Ekonom: Cuma Di Indonesia, Rasio Utang Negara Jadi Isu Politik Seksi

Kata kuncinya adalah upaya memacu pertumbuhan ekonomi.

dok BTN Syariah
Ekonom sekaligus Direktur Eksekutif Segara Research Institute Piter Abdullah.
Rep: Eva Rianti Red: Lida Puspaningtyas

REPUBLIKA.CO.ID, JAKARTA -- Direktur Eksekutif Segara Research Institute Piter Abdullah Redjalam mengkritisi mencuatnya isu rasio utang negara yang dikabarkan bakal dinaikkan menjadi 50 persen di era kepemimpinan Prabowo Subianto mendatang. Menurutnya, isu itu telah menjadi isu politik yang seksi di Indonesia.

Baca Juga


“Seharusnya pahami dulu kondisinya secara lebih objektif. Isu ini kenapa bolak balik maju mundur di kubu Prabowo karena isunya sensitif. Isu utang menjadi isu politik yang sensitif karena masyarakat enggak paham, selama ini kita digiring pemahaman bahwa utang itu jahat,” kata Piter saat dihubungi Republika, Jumat (12/7/2024).
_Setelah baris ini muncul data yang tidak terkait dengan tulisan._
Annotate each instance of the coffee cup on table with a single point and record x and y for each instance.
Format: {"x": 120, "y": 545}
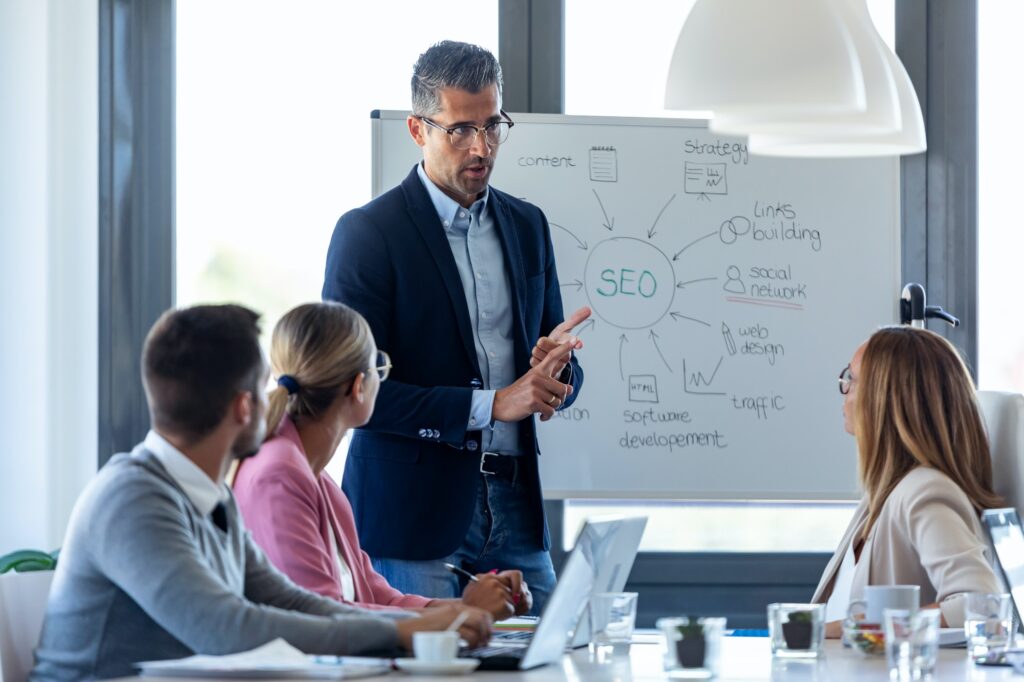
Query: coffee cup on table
{"x": 880, "y": 597}
{"x": 436, "y": 646}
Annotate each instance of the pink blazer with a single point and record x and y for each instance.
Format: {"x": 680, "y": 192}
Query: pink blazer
{"x": 291, "y": 514}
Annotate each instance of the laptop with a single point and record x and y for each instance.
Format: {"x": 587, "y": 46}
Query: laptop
{"x": 610, "y": 545}
{"x": 1004, "y": 528}
{"x": 561, "y": 613}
Alih-alih menganggap utang adalah hal yang buruk dilakukan oleh pemerintah, Piter mengatakan bahwa kata kuncinya adalah pada upaya memacu pertumbuhan ekonomi. Menurutnya, selama tidak melanggar ambang batas 60 persen dari PDB, persoalan utang tidak perlu dijadikan sebuah masalah.

“Hanya di Indonesia isu utang pemerintah dipermasalahkan terus. Di luar negeri enggak pernah jadi isu besar,” tuturnya.

Dia mencontohkan negara Amerika Serikat yang utangnya pada 2023 telah melampaui batas di 31,4 triliun dolar AS dan mengalami kesulitan pendanaan. Rasio utang AS diketahui telah mencapai 124 persenan. Tapi atas hal itu, tidak ada isu utang dihebohkan dan tidak pernah jadi isu politik besar di AS, padahal sudah melewati batas toleransi UU yang berlaku di Negeri Paman Sam tersebut.

Atau Jepang yang tercatat rasio utangnya bahkan mencapai hingga 260 persen dari PDB. Masyarakat Jepang tidak meributkan perihal besaran rasio utang yang fantastis itu.

“Yang mesti kita tuntut dari pemerintah adalah bagaimana pemerintah menjaga perekonomian untuk tumbuh dan memberikan lapangan kerja yang cukup. Mengenai bagaimana pemerintah mewujudkan, itu urusan pemerintah,” tuturnya.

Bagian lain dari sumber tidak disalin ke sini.